Exploratory v6.1 Released!

Performance, UI, Analytics, Chart, and Parameter!

Published in
10 min readSep 4, 2020

--

I’m super excited to announce Exploratory v6.1! 🎉🎉🎉

There are 3 main areas of focus for this release.

First, UI. We have upgraded the core UI framework. This will allow us to improve the UI & UX at later releases.

Second, Performance. We have switched the data storage file from RDS (R’s binary data format) to Parquet. This is to improve overall performance.

Third, incremental improvements. We have improved Summary view, Chart, Analytics, and Parameter.

Here’s a quick rundown.

Performance Improvements

This enhancement is done under the cover, but you’ll notice this when you open the existing data frames.
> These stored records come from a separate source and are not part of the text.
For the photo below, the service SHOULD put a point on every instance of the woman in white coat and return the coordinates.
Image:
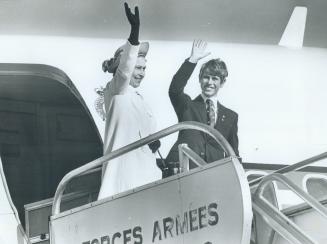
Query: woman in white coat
(128, 117)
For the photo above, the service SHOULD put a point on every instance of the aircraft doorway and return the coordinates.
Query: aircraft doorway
(45, 131)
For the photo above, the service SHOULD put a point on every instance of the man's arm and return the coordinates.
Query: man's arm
(177, 96)
(233, 138)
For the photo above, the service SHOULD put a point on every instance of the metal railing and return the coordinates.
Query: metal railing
(163, 133)
(186, 154)
(276, 219)
(293, 167)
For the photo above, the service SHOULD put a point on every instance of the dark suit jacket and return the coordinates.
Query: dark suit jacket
(195, 110)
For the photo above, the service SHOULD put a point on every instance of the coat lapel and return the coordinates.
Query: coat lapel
(201, 108)
(220, 123)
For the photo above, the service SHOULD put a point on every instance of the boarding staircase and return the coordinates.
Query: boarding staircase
(187, 207)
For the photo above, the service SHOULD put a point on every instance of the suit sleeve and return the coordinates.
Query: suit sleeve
(233, 138)
(177, 96)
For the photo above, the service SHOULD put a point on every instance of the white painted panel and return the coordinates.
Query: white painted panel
(215, 199)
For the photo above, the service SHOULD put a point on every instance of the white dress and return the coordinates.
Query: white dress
(128, 119)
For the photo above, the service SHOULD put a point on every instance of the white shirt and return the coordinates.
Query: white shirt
(214, 99)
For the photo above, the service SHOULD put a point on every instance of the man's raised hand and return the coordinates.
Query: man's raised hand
(133, 19)
(198, 51)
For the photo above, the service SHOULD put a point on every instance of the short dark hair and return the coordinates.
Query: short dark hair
(215, 67)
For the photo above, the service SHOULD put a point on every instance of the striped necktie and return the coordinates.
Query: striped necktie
(210, 112)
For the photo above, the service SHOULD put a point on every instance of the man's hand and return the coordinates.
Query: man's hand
(198, 51)
(154, 146)
(133, 19)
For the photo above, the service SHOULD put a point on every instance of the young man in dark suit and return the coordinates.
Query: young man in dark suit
(204, 108)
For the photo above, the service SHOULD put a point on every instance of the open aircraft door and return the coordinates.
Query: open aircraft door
(11, 229)
(209, 204)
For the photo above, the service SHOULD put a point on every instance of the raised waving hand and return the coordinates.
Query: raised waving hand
(198, 51)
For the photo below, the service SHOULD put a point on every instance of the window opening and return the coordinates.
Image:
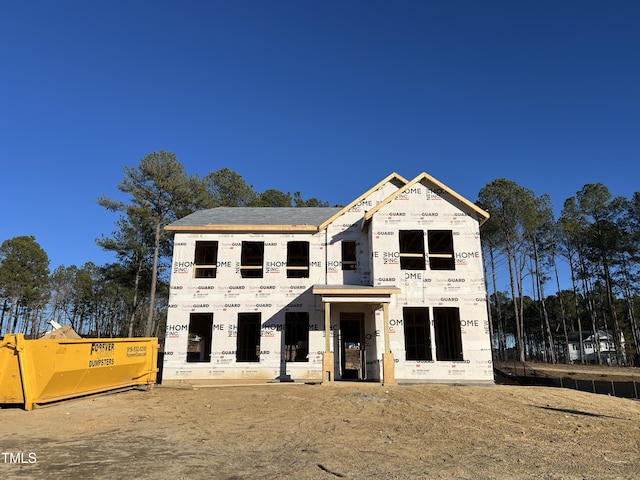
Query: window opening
(412, 250)
(200, 337)
(349, 261)
(417, 335)
(297, 259)
(446, 325)
(206, 259)
(441, 250)
(248, 338)
(296, 337)
(252, 259)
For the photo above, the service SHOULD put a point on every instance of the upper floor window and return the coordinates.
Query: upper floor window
(349, 261)
(252, 260)
(206, 258)
(441, 250)
(412, 250)
(297, 259)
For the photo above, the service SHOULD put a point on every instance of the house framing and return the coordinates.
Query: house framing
(389, 288)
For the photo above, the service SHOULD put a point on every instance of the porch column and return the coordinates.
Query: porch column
(327, 358)
(388, 361)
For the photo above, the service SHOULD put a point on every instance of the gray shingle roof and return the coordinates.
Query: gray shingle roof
(257, 216)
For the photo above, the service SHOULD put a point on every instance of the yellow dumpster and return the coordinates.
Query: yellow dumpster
(37, 372)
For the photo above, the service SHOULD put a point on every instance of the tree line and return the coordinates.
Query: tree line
(128, 297)
(596, 236)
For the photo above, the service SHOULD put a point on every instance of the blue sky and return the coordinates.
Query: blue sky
(325, 98)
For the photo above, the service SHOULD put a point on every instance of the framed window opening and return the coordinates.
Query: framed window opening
(441, 255)
(349, 258)
(248, 337)
(417, 333)
(446, 326)
(206, 259)
(296, 336)
(412, 250)
(297, 259)
(252, 260)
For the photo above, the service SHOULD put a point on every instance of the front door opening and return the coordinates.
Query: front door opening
(352, 345)
(200, 336)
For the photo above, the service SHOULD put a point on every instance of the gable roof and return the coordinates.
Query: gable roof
(254, 219)
(482, 215)
(394, 178)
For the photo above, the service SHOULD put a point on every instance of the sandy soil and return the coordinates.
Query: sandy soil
(346, 430)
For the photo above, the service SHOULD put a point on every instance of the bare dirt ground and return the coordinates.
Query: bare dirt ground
(345, 430)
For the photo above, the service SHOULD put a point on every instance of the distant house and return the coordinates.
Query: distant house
(388, 288)
(605, 345)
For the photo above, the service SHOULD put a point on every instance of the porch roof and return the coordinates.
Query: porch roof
(355, 293)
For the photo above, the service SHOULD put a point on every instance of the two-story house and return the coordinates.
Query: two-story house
(388, 288)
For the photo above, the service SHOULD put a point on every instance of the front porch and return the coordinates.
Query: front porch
(349, 307)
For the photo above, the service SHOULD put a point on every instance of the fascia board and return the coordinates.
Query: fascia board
(392, 176)
(243, 228)
(483, 216)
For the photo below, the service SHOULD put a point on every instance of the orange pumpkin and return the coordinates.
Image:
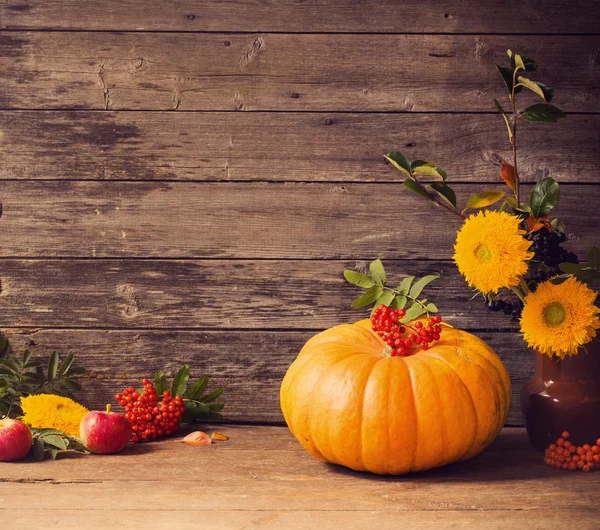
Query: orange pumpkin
(348, 403)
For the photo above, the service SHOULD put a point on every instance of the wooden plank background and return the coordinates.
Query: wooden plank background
(185, 181)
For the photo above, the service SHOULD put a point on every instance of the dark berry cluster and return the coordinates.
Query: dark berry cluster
(547, 249)
(401, 338)
(149, 418)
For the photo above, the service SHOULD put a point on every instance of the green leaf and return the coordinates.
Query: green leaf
(542, 90)
(417, 163)
(378, 272)
(543, 112)
(483, 199)
(544, 196)
(506, 120)
(55, 441)
(198, 388)
(413, 186)
(429, 171)
(368, 297)
(66, 364)
(385, 299)
(404, 285)
(160, 382)
(594, 257)
(212, 396)
(415, 311)
(180, 381)
(419, 285)
(445, 192)
(52, 366)
(399, 161)
(399, 302)
(358, 278)
(507, 76)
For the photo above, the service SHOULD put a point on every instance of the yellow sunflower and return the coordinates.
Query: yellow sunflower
(559, 318)
(491, 252)
(47, 411)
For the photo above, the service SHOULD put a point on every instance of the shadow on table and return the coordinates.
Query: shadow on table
(509, 458)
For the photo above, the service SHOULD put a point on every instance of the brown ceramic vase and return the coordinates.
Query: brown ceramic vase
(564, 395)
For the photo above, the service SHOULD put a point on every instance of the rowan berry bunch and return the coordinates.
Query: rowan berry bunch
(155, 412)
(149, 418)
(565, 455)
(403, 339)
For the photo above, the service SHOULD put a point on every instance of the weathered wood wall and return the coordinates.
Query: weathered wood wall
(185, 181)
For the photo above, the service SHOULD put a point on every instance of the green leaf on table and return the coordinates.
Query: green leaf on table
(399, 161)
(419, 285)
(544, 196)
(160, 382)
(506, 120)
(445, 192)
(52, 366)
(404, 285)
(543, 112)
(180, 381)
(385, 299)
(378, 272)
(359, 279)
(483, 199)
(368, 297)
(399, 302)
(542, 90)
(415, 311)
(413, 186)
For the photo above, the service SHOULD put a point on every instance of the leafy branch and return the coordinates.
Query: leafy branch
(24, 376)
(52, 441)
(198, 403)
(404, 296)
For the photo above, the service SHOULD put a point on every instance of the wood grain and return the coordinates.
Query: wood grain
(213, 294)
(262, 479)
(305, 72)
(243, 220)
(285, 146)
(248, 364)
(389, 16)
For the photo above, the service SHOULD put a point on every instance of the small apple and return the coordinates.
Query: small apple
(105, 432)
(15, 440)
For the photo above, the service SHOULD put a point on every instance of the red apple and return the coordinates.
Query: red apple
(15, 440)
(105, 432)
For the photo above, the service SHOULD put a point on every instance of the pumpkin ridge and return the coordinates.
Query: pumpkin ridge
(361, 456)
(439, 357)
(310, 407)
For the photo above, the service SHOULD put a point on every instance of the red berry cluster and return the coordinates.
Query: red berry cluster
(386, 323)
(150, 419)
(565, 455)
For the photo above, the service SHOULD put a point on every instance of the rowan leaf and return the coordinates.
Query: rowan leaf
(543, 112)
(483, 199)
(399, 161)
(378, 272)
(544, 196)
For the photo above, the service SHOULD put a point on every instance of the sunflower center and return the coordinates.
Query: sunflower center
(483, 252)
(554, 314)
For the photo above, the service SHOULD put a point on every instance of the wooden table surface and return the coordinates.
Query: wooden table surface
(262, 478)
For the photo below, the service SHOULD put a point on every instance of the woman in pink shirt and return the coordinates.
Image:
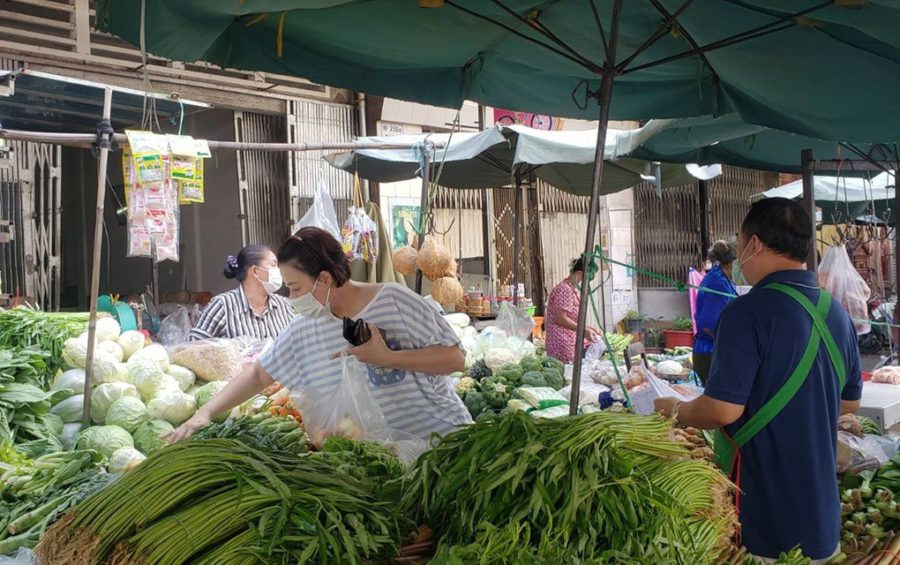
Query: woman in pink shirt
(562, 316)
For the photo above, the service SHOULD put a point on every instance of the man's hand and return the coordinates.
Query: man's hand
(665, 406)
(373, 352)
When you import data to Exploratory it used to save the data in a binary format called RDS on the local hard disk. This is the data at the source step (the first step in the right hand side) before any data wrangling.

The next time you open the data frame after either reopening the project or restarting Exploratory, it will load the data from the RDS file into the memory instead of re-reading it from the original data source such as CSV, Excel, database, etc.

This is to improve the data loading performance. Loading the data from the RDS format is much faster than loading it from the original data sources.

Now, with v6.1 release (precisely, it’s v6.1.2), we have switched the data storage format from the RDS to a new format called Parquet, which is often used to transfer data in the world of big data.

There are 4 great benefits of this switch.

Much smaller data file size

First, the file size with the Parquet is much smaller than the one with RDS.

Just as an example, we tested with a sample data with 30 columns and 2 million rows.

When we saved the data in the RDS format it was about 480 MB (megabyte). With the Parquet format, it was only 27 MB! 🔥

It’s about only 5% of what it used to be.

Much faster Read/Write time

And the second benefit of using the Parquet is the speed of reading and writing the file.

Reading the RDS file of 2 million rows takes about 6 seconds while it takes about 4.8 seconds with the Parquet.

Writing (or creating ) the same RDS file took about 5.6 seconds while it took about 1.8 seconds with the Parquet.

This means two things.

When you reopen the data frame after reopening the project or starting up Exploratory, the data gets loaded very quickly. Depends on the data size, but you might even feel it like an instant. 💥💥💥

Also, we have switched to use the Parquet for the cached step.

The cached step reads the data from the Parquet file and it doesn’t run the step itself. The faster reading/writing with the Parquet file benefits the cached step as well.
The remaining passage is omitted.